Significant bivariate correlations exclusive of the peritumoral region

In our fourth and last group of observations, we found ten significant bivariate correlations only observed in that region (AD ⇔ LL/Cr, MD ⇔ LL/ Cr, p ⇔ LL/Cr, RD ⇔ LL/Cr, L ⇔ LL/Cr, AD ⇔ mI/ Cr, MD ⇔ mI/Cr, p ⇔ mI/Cr, RD ⇔ mI/Cr, L ⇔ mI/Cr). All correlations had a positive sign, meaning that any increase in LL/Cr or mI/Cr, will coincide with increases in AD, MD, p, RD and L.

Although scarce, there are independent publications on MRS and DTI metrics that helped us understand better these observations. Firstly, we briefly mention basic concepts of the mI/Cr metabolite ratio, after the five DTI metrics observed for this region (AD, MD, p, RD and L).

mI/Cr includes a range of compounds: phosphatidylinositol, inositol polyphosphate, inositol monophosphate, myo-inositol and, to a smaller extent, glycine; because inositol is elevated within astrocytes, it increased peak is taken as an empirical marker of glial density and proliferation.37 The exact biological significance of mI/Cr, measurable only at short echo time, had been considered uncertain in gliomas.21

MD measures the average motion of water molecules, independent of tissue directionality31; it is considered a synonym of the coefficient of diffusion in different space guidelines.38 Increased MD has been observed in the peritumoral region of high-grade gliomas.39 The best diagnostic performance by MD in the peritumoral region13 is explained because it measures the magnitude of molecular motion of water. However, MD does not depend directly on the integrity of myelinated fibre tracts.35

p is the isotropic component of the diffusion tensor; p values are significantly higher in the low-grade tumours, possibly reflecting the increased cellularity and restriction of water diffusion in high-grade gliomas; disrupted tracts, however, show a marked increase in p.33 p showed one of the three best diagnostic performance to characterise peritumoral oedema.13 AD and RD describes microscopic water movement parallel and perpendicular to the axon tract, respectively; inconsistent changes of RD and AD appeared in axonal injury.40,41,42 L represents the total magnitude of the diffusion tensor; it shows an increased mean in peritumoral oedema in glioblastoma.43

DTI and MRS features of peritumoral oedema in glioblastoma

Characterisation of peritumoral oedema is one of the most challenging topics in glioblastoma. Discrimination of tumour-infiltrated oedema from vasogenic oedema using DTI metrics has demonstrated conflicting results.44

Since last ten years, authors coincide that there is no threshold value at which a clear distinction could be made between tumour infiltration and purely vasogenic oedema; no DTI metric can, by itself, definitively distinguish between these regions.43 Tumour infiltration may occur in brains that appear normal on T2-weighted images in 40% of cases.34 Gliosis (measured by mI/Cr), is an astrocytic response to any central nervous system injury, which can occur in perifocal oedema.

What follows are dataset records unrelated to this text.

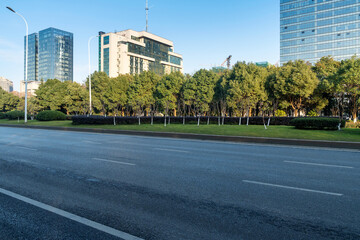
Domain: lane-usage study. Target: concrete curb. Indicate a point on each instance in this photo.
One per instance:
(239, 139)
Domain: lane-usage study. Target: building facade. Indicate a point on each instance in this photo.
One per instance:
(6, 84)
(131, 52)
(50, 55)
(312, 29)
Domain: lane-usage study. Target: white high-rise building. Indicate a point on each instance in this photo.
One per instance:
(132, 52)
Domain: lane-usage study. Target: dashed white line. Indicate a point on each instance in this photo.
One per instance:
(26, 148)
(319, 164)
(293, 188)
(170, 150)
(91, 142)
(113, 161)
(71, 216)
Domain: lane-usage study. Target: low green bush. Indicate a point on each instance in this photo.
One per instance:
(351, 124)
(317, 123)
(13, 115)
(49, 115)
(280, 113)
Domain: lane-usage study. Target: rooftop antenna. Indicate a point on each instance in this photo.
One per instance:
(147, 15)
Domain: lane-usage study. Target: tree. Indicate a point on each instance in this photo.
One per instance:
(324, 95)
(117, 93)
(294, 83)
(246, 87)
(76, 98)
(348, 82)
(168, 91)
(8, 102)
(51, 95)
(199, 91)
(99, 87)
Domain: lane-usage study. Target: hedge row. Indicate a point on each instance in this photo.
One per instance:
(50, 116)
(317, 123)
(100, 120)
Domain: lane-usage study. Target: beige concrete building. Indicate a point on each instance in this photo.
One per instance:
(131, 52)
(6, 84)
(32, 87)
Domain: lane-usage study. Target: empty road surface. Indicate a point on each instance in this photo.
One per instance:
(70, 185)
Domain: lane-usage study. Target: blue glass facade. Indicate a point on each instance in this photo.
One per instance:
(54, 56)
(33, 56)
(312, 29)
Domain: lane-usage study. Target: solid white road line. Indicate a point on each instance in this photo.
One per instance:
(112, 161)
(26, 148)
(71, 216)
(293, 188)
(318, 164)
(170, 150)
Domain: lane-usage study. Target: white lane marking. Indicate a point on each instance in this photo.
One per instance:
(294, 188)
(319, 164)
(170, 150)
(26, 148)
(112, 161)
(91, 142)
(71, 216)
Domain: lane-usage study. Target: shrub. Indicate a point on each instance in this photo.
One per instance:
(50, 116)
(317, 123)
(351, 124)
(280, 113)
(13, 115)
(313, 113)
(101, 120)
(2, 115)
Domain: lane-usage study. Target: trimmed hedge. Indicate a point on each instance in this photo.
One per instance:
(101, 120)
(14, 115)
(320, 123)
(49, 115)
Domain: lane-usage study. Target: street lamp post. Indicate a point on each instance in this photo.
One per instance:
(90, 110)
(26, 58)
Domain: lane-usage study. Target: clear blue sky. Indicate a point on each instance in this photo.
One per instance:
(204, 31)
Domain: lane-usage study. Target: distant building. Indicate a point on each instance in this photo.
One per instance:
(263, 64)
(32, 87)
(310, 30)
(50, 55)
(6, 84)
(131, 52)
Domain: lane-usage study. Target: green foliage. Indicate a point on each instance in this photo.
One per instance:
(317, 123)
(280, 113)
(198, 91)
(13, 115)
(168, 91)
(246, 86)
(293, 84)
(313, 113)
(8, 102)
(49, 115)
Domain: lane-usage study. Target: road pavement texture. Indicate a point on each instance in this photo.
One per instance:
(72, 185)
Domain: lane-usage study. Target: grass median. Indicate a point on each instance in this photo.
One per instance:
(350, 135)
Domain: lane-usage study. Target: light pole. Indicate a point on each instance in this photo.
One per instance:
(90, 109)
(26, 58)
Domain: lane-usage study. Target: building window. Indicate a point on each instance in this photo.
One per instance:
(106, 40)
(106, 60)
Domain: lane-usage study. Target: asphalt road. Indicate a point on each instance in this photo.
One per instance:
(159, 188)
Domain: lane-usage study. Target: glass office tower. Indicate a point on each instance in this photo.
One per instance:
(312, 29)
(33, 57)
(50, 55)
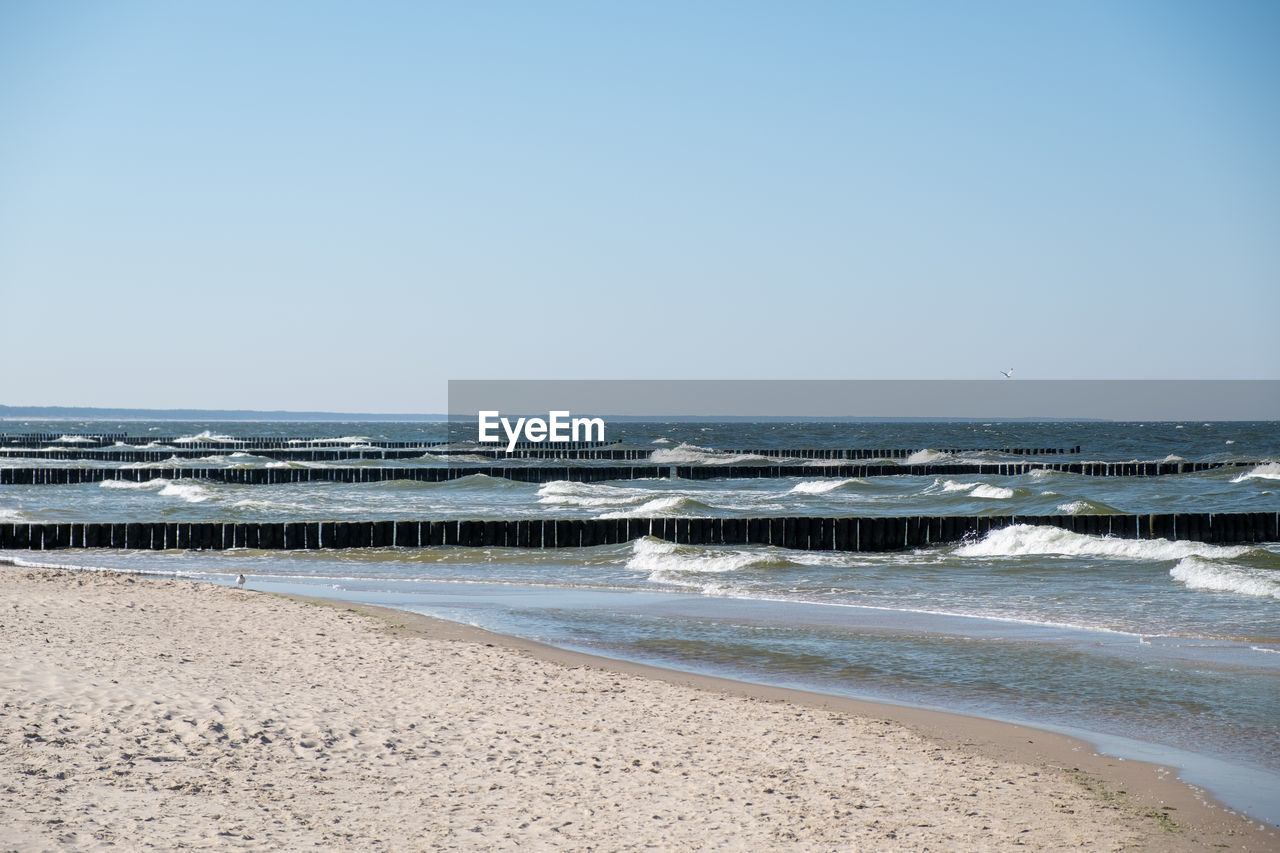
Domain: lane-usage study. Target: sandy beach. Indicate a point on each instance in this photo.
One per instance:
(154, 714)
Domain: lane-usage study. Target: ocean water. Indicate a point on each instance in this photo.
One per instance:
(1162, 651)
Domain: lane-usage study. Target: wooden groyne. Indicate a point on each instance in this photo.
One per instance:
(101, 441)
(588, 474)
(869, 534)
(400, 451)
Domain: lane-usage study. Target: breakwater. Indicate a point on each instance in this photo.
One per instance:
(871, 534)
(586, 474)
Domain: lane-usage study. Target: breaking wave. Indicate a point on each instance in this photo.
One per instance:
(1024, 539)
(1196, 573)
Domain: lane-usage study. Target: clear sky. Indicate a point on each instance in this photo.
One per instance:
(342, 205)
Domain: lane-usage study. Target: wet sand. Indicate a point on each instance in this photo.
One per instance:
(142, 712)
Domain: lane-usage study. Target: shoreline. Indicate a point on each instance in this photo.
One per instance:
(1148, 784)
(892, 760)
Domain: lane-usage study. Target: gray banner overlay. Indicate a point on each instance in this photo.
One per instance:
(1125, 400)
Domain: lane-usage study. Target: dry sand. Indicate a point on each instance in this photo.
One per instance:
(150, 714)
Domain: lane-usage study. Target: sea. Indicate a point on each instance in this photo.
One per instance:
(1150, 649)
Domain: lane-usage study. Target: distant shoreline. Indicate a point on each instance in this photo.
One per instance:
(250, 415)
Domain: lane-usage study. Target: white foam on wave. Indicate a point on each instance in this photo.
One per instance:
(206, 437)
(977, 489)
(664, 506)
(1025, 539)
(339, 439)
(188, 492)
(1265, 471)
(824, 487)
(1196, 573)
(667, 562)
(590, 495)
(695, 455)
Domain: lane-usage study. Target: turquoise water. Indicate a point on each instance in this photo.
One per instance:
(1164, 651)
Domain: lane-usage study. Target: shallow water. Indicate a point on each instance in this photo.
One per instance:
(1156, 649)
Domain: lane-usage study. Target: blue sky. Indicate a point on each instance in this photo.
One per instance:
(339, 206)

In the relatively long-standing oedema surrounding glioblastoma, glial fibres assume a more regular arrangement, resulting in more organised water diffusion detected with DTI.11

Limitations of the study

Some limitations need to be acknowledged: we did not use the single-voxel technique that it is favourite in clinical practice (widely available, usually good field homogeneity, can be readily performed at short echo times, and is relatively easy to process and interpret). However, its highest single limitation is the lack of ability to determine the spatial heterogeneity of spectral patterns and the fact that only a small number of brain regions can be covered within the time constraints of a routine clinical MR exam.45 We did not measure metabolite relaxation rates due to scan-time limitations related to a large number of voxels under investigation. We were not able to calculate concentrations of additional metabolites such as glutamine, glutamate, alanine, amino acids, separation of lipids and lactate; they required special software packages ready to fit short-echo and long-echo spectra, such as LCModel 46 and jMRU I47; these were not available at our institution when the MRS data for this project were acquired. We would have liked to obtain a higher number of directional motion-probing gradients (MPG) like other studies reporting up to 40- and 81- for the DTI acquisition.48 It is known that the minimal mathematic requirement for DTI-parameters calculation is 6 independent directional MPG settings.48 Because the amount of imaging time is limited in most clinical situations, we followed the recommendations of the MRI scanner vendor. Our choice of 25 MPG settings thus involved a trade-off between minimizing directional bias and minimizing scanning time, it also complied with the minimum of 20 unique sampling orientations necessary for a robust estimation of anisotropy.49

Our statement that tumour infiltration coexist with vasogenic oedema in a heterogeneous pattern in the peritumoral region was not confirmed with histopathology. The limited explanations to our findings might support the statement by Pena et al. “it is still not known a priori which tensor measure is the most appropriate to quantify pathological changes in brain tissue”.23

Future directions

We acknowledge the unmet need of generalising the MRI studies in glioblastoma acquiring advanced imaging techniques, including perfusion-weighted imaging, MR spectroscopy, and DTI, to assess tumour infiltration.50 Because the MRS and DTI biomarkers have been measured in other types of tumours11,16, we believe that the results of this study also apply to those tumours. However, future studies should address if similar correlations are also observed for them. To achieve a deeper understanding of the DTI and MRS interactions; multivariate analysis of DTI metrics and MRS metabolites, controlling the effect of confounders (gender, age, regional location of the tumour, infiltration patterns using MRS and DTI) might unveil unknown interactions of these biomarkers at the ultrastructural level in glioblastoma to support the speculation in our explanations.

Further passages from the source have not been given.